A police constable committed suicide in his house under unclear circumstances in Ruiru, Kiambu County.
Constable Samuel Muthoka used a rope to hang himself in his house. His body was discovered on Saturday.
He served as a driver in the area and had not expressed any form of frustrations, his colleagues said.
Ruiru Sub County Police Commander Phineas Lingera said they are yet to establish the cause of the suicide as the officer did not seem troubled.
Muthoka was supposed to be on duty on Saturday morning. After he failed to respond to calls, his senior is reported to have gone to his house and found him hanging.
This is the second suicide case at Ruiru Police Station. Another officer last month took his life after his seniors allegedly recalled him from leave denying him permission to take his child to school. Cases of suicide are on the rise in the service amid calls for closer supervision and monitoring.
In Kakamega, a female police officer who shot a video sharing her troubles has been sent on leave. Police authorities said she would be taken to a psychiatric to establish if she is stable.
Sergeant Jane Asimitisi emotionally spoke about discrimination and harassment, daring her superiors to fire her.
Asitimitisi said she was fed up even with the code of silence and protocol that bars junior police officers from speaking to the media and decided to speak her mind regardless of the consequences that she knows will follow.
A meeting was held at police headquarters over the video and a decision made to allow her to go on leave.

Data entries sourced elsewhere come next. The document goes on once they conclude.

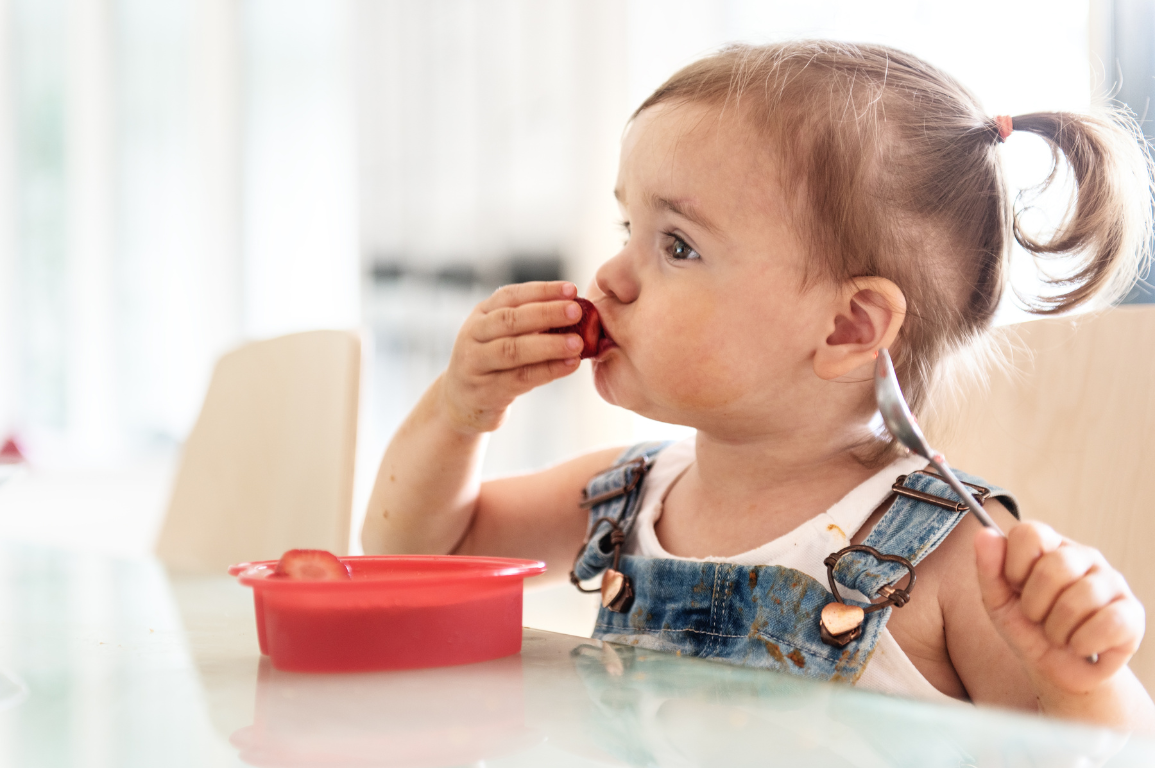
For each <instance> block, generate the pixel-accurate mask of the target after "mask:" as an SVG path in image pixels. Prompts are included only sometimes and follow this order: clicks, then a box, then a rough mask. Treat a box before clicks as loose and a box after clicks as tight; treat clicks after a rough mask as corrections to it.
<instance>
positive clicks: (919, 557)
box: [572, 442, 1015, 683]
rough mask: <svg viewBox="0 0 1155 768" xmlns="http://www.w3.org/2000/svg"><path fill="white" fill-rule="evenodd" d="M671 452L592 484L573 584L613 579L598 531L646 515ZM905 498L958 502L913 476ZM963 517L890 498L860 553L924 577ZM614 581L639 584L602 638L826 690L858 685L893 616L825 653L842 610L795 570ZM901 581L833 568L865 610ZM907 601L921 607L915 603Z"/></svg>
mask: <svg viewBox="0 0 1155 768" xmlns="http://www.w3.org/2000/svg"><path fill="white" fill-rule="evenodd" d="M668 445H669V443H668V442H663V443H653V442H651V443H642V445H638V446H634V447H633V448H631V449H628V450H627V452H626V453H625V454H623V455H621V456H620V457H619V458H618V461H617V463H616V464H614V465H613V467H612V468H611V469H609V470H606V471H605V472H602V474H601V475H598V476H597V477H595V478H594V479H591V480H590V482H589V484H588V485H587V487H586V498H587V499H589V501H590V502H591V504H588V505H587V506H589V507H590V519H589V524H590V528H589V530H588V540H587V543H586V545H584V546H583V549H582V550H581V551H580V553H579V556H578V559H576V561H575V562H574V572H573V576H572V577H574V579H575V580H582V581H584V580H587V579H593V577H594V576H597V575H598V574H601V573H603V572H604V571H605V569H606V568H608V567H610V565H611V564H612V561H613V544H612V542H611V531H612V529H613V528H614V527H613V525H611V524H609V523H608V522H606V521H605V520H603V519H609V520H611V521H614V522H616V524H617V528H618V529H619V530H620V531H621V534H626V535H628V532H629V530H631V529H632V527H633V524H634V520H635V519H636V515H638V510H639V507H640V506H641V504H640V502H641V498H642V489H643V485H644V476H646V472H647V471H648V469H649V467H650V464H651V463H653V462H654V460H655V457H656V456H657V454H658V453H660V452H661V450H662V449H663V448H665V447H666V446H668ZM956 474H957V475H959V476H960V478H961V479H962V480H963V482H967V483H971V484H976V485H984V484H983V482H982V480H981V479H979V478H976V477H971V476H968V475H966V474H963V472H956ZM900 487H904V489H910V490H911V491H915V492H922V493H924V494H930V495H931V497H938V498H939V499H944V500H948V502H956V501H957V497H956V495H955V494H954V491H952V490H951V487H949V486H948V485H947V484H946V483H945V482H942V480H940V479H938V478H936V477H933V476H930V475H924V474H918V472H912V474H910V475H909V476H906V478H904V479H903V482H902V483H901V486H900ZM991 495H993V497H996V498H998V499H999V500H1000V501H1003V504H1004V505H1006V506H1007V508H1008V509H1011V510H1012V512H1014V509H1015V507H1014V501H1013V499H1011V498H1009V497H1008V495H1007V494H1006V493H1005V492H1003V491H1000V490H997V489H992V493H991ZM964 514H966V512H964V510H962V512H956V510H953V509H946V508H944V507H942V506H936V505H934V504H931V502H927V501H923V500H918V499H915V498H909V497H904V495H900V494H895V495H894V500H893V502H892V504H891V506H889V508H888V509H887V512H886V513H885V514H884V515H882V517H881V520H880V521H879V522H878V524H877V525H875V527H874V529H873V530H872V531H871V532H870V535H869V536H867V537H866V539H865V542H863V544H865V545H867V546H872V547H874V549H875V550H879V551H880V552H882V553H886V554H896V556H900V557H902V558H906V559H907V560H909V561H910V562H911V564H914V565H917V564H918V562H919V561H921V560H923V559H924V558H925V557H926V556H927V554H930V553H931V552H933V551H934V549H936V547H937V546H938V545H939V544H941V543H942V540H944V539H945V538H946V537H947V535H948V534H949V532H951V531H952V530H953V529H954V527H955V525H957V524H959V522H960V521H961V520H962V516H963V515H964ZM595 523H596V527H595ZM618 538H621V535H620V534H619V536H618ZM617 571H619V572H620V573H623V574H624V575H625V576H627V577H628V579H629V581H631V582H632V587H633V599H632V603H631V604H629V605H628V607H627V609H626V610H625V611H623V612H618V611H612V610H609V609H606V607H603V609H602V610H601V611H599V612H598V617H597V624H596V626H595V629H594V636H595V637H598V639H601V640H605V641H609V642H614V643H624V644H629V646H636V647H639V648H647V649H650V650H658V651H668V653H672V654H681V655H685V656H701V657H709V658H714V659H717V661H724V662H729V663H732V664H742V665H744V666H760V668H766V669H772V670H777V671H782V672H790V673H792V674H802V676H805V677H810V678H815V679H821V680H839V681H845V683H854V681H856V680H857V679H858V678H859V677H860V676H862V673H863V670H864V669H865V668H866V664H867V662H869V661H870V657H871V654H873V651H874V646H875V644H877V643H878V639H879V635H880V634H881V632H882V628H884V627H885V626H886V622H887V620H888V619H889V618H891V613H892V611H893V610H894V609H893V607H892V606H889V605H888V606H887V607H885V609H882V610H877V611H874V612H871V613H866V616H865V620H864V622H863V625H862V634H860V635H858V637H857V639H856V640H852V641H850V642H849V643H848V644H847V646H845V647H842V648H837V647H834V646H829V644H827V643H825V642H824V641H822V639H821V636H820V632H819V614H820V613H821V611H822V607H825V606H826V605H827V603H832V602H834V601H835V598H834V595H833V594H832V592H830V591H829V589H827V587H826V586H825V584H822V583H820V582H818V581H815V580H814V579H812V577H811V576H808V575H806V574H804V573H802V572H799V571H795V569H793V568H787V567H783V566H745V565H737V564H731V562H698V561H687V560H673V559H668V558H643V557H638V556H628V554H627V556H621V557H620V560H619V564H618V567H617ZM906 576H907V568H906V567H904V566H902V565H899V564H896V562H886V561H880V560H877V559H875V558H873V557H871V556H869V554H864V553H849V554H847V556H845V557H842V558H841V559H840V560H839V562H837V566H836V567H835V568H834V579H835V580H836V582H837V583H839V584H840V586H841V587H844V588H845V589H848V590H857V591H858V592H860V594H862V595H864V596H866V597H867V599H870V601H880V599H882V597H884V595H885V594H886V592H888V591H889V590H891V589H893V588H894V587H895V584H897V583H899V582H900V581H902V580H903V579H904V577H906ZM912 598H914V599H917V594H915V595H914V596H912ZM843 602H845V603H849V604H854V605H859V606H862V607H864V609H866V607H870V606H871V604H872V603H865V602H856V601H854V599H849V598H844V601H843Z"/></svg>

She will be on leave for a month after which she will be subjected to medical tests to establish if she is fit to be in service.
“There is nothing like being assigned lucrative jobs as she claimed. She must explain what she meant at the right time,” said a senior officer who asked not to be named.
The National Police Service (NPS) has introduced a counselling programme to help manage stress and check increasing cases of suicide among officers.
Inspector-General of Police Hilary Mutyambai said the NPS had established Service Counselling and Rehabilitation Centre to address psychosocial problems affecting its members.
Mr Mutyambai said the programme would first be rolled out in Nairobi before being spread to the rest of the country.
Mutyambai asked officers to seek help instead of opting for suicide.
“Talk to your friends, colleagues, relatives and anyone that can help solve an issue that may be disturbing you. Male officers are the most affected because they don't talk. They need to open up,” he said.
The programme follows a study NPS has done to establish possible causes of suicide among officers.
National Police Service Commission CEO Joe Onyango said they were keen to understand the causes of stress that drove officers to suicide.
“Among other things, we will focus on what should be done before police officers are transferred to hotspots and see the interventions we can make before officers are integrated with their colleagues," said Onyango.
Police authorities, in 2016, received a report on the causes of shootings by police officers targeting their colleagues.